Came across This Post talking about track bikes being pulled by motorcycle which I thought was interesting. Turns out it not unheard of…
“A Derny is a motorized bicycle designed and built for motor-paced track cycling events (eg: motor-paced races in six-day and Keirin racing) or motor-paced road races.
“It is driven by both a 90 cc engine and by being pedalled through a fixed gear, typically of 70 teeth on the front chainring and 11 on the sprocket on the back wheel. The combination allows for smooth acceleration and slowing, important when the front wheel of the rider taking pace is only centimetres from the pacer’s back wheel. A further feature is a coupling between the motor and the back wheel which ensures that the machine will not stop dead if the motor stops or seizes up.”

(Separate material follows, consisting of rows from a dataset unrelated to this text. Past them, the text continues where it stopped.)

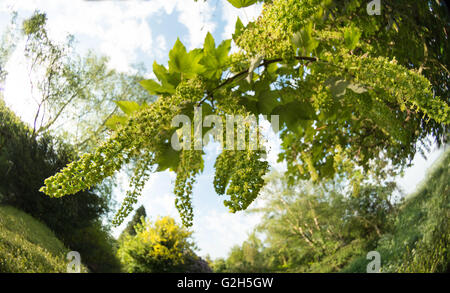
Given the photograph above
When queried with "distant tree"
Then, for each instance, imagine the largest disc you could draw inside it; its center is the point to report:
(140, 215)
(162, 246)
(356, 96)
(69, 89)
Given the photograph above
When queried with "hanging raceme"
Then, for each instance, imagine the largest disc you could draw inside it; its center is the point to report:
(347, 98)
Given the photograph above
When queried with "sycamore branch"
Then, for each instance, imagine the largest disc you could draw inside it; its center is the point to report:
(246, 71)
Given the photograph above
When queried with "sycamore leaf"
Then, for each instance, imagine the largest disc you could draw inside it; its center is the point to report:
(254, 63)
(357, 88)
(351, 37)
(166, 78)
(295, 114)
(304, 40)
(168, 159)
(215, 59)
(114, 122)
(238, 28)
(155, 88)
(183, 62)
(128, 107)
(337, 86)
(242, 3)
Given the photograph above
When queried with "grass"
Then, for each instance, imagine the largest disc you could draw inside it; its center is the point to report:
(28, 246)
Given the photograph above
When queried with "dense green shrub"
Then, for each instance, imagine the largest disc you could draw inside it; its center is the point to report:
(160, 247)
(25, 162)
(28, 246)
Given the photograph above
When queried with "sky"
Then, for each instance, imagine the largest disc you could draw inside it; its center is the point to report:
(131, 32)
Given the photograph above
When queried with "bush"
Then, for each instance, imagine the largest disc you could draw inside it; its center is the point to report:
(25, 162)
(160, 247)
(28, 246)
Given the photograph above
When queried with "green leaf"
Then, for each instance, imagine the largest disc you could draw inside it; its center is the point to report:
(238, 29)
(337, 86)
(214, 60)
(351, 37)
(168, 159)
(155, 88)
(178, 58)
(295, 114)
(128, 107)
(357, 88)
(209, 45)
(183, 62)
(304, 40)
(166, 78)
(114, 122)
(254, 63)
(242, 3)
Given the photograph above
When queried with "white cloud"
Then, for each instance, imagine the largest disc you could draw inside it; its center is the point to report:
(230, 14)
(197, 17)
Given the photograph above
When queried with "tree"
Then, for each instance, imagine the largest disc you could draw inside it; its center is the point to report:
(160, 247)
(137, 219)
(357, 95)
(69, 89)
(312, 228)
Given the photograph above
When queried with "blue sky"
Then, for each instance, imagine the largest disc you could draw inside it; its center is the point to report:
(131, 32)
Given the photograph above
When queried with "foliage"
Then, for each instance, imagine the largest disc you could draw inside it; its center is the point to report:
(312, 228)
(70, 89)
(162, 246)
(137, 219)
(251, 257)
(28, 246)
(24, 162)
(420, 241)
(319, 230)
(357, 95)
(97, 248)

“On a Derny, the driver sits close to the back of the bike in an upright position to provide an envelope of low wind resistance for the cyclist ‘drafting’ or slipstreaming behind. The machine has to be pushed and bump-started. It can then pace riders up to about 90 km/h, although speeds in races rarely exceed 80 km/h.
“For most derny races, the cyclist sits in the slipstream of the derny for the duration of the event.
“In Keirin track races, common in Japan and now familiar elsewhere (the event features in national and world track cycling championships), the derny is used to bring several riders up to speed, at which point the derny pulls off and the race finishes in a sprint without the pacer.”